For her new release Under The Surface, once again on ECM, Julia Hülsmann has brought a special guest into the studio alongside her now regular quartet: Norwegian trumpeter and goat horn player Hildegund Øiseth, who recently added an exciting new addition to our record collection with her own Garden On The Roof. Hülsmann's quartet with Uli Kempendorff on tenor saxophone, Marc Muellbauer on bass and Heinrich Köbberling on drums is joined here by Øiseth on five of the ten new pieces - adding a colorful fifth dimension to the already dazzling four-piece sound, even when the quartet plays alone.
The opening Hülsmann composition "They Stumble, They Walk" draws you deep into its almost magical worlds: Not only does something enchanting rise above a discreetly nervous ground - the will to go deeper, as the album title suggests, can always be felt, until the constantly swelling whole pours into a stream that only trickles away in Kempendorff's hoarse saxophone tone. The magical, noise-spreading intro to "May Song", on the other hand, ends in a flattering slow jam, reminiscent of times long past, elegant, but not without a certain tragedy, like a romance that, due to its unreality (or brevity), you can't be quite sure whether you haven't just dreamed it.

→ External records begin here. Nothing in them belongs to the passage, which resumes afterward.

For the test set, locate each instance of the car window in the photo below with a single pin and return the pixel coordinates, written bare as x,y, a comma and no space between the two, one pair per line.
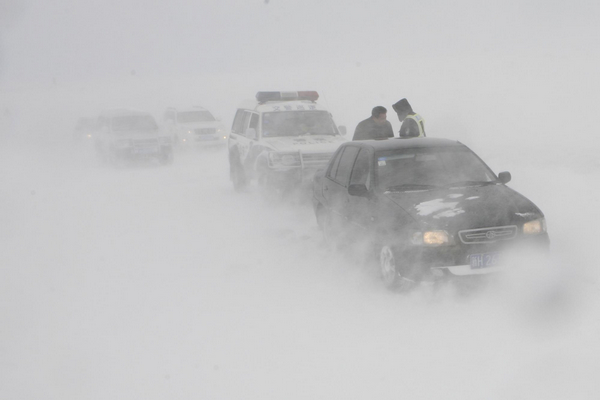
405,169
296,123
254,122
195,116
360,172
342,175
336,161
238,121
246,122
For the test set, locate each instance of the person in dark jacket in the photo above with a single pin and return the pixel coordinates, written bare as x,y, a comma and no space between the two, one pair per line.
375,127
413,125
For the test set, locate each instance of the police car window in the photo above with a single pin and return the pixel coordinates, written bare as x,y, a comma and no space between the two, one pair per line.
254,122
238,122
296,123
342,175
360,171
246,121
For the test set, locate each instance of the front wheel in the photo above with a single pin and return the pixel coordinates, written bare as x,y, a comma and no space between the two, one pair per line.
389,262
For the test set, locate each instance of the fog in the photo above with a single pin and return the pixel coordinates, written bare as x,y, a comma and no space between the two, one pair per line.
163,282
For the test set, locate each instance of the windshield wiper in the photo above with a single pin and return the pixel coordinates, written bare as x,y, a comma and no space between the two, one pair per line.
470,183
410,186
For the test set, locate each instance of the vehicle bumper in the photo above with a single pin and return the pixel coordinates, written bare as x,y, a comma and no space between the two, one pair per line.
455,260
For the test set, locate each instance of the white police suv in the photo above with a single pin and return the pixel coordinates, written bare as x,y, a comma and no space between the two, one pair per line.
281,140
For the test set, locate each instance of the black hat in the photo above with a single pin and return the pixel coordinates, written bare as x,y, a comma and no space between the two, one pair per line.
403,107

The light dissonance rubs of Muellbauer's "Second Thoughts" are also caught up in dreamlike atmospheres - and the two wind instruments also rub themselves enough in the unison passages of "Bubbles", but not too heavily. The beauty of the gently dissonant is counteracted here, not to say intercepted and absorbed by Hülsmann's full playing, which has the effect of a wide embrace into which the players can let themselves fall with confidence. Well protected in this way, the great - and on this record unique - appearance of the goat's horn unfolds its uplifting pull, which immediately transports the listener to another cosmos.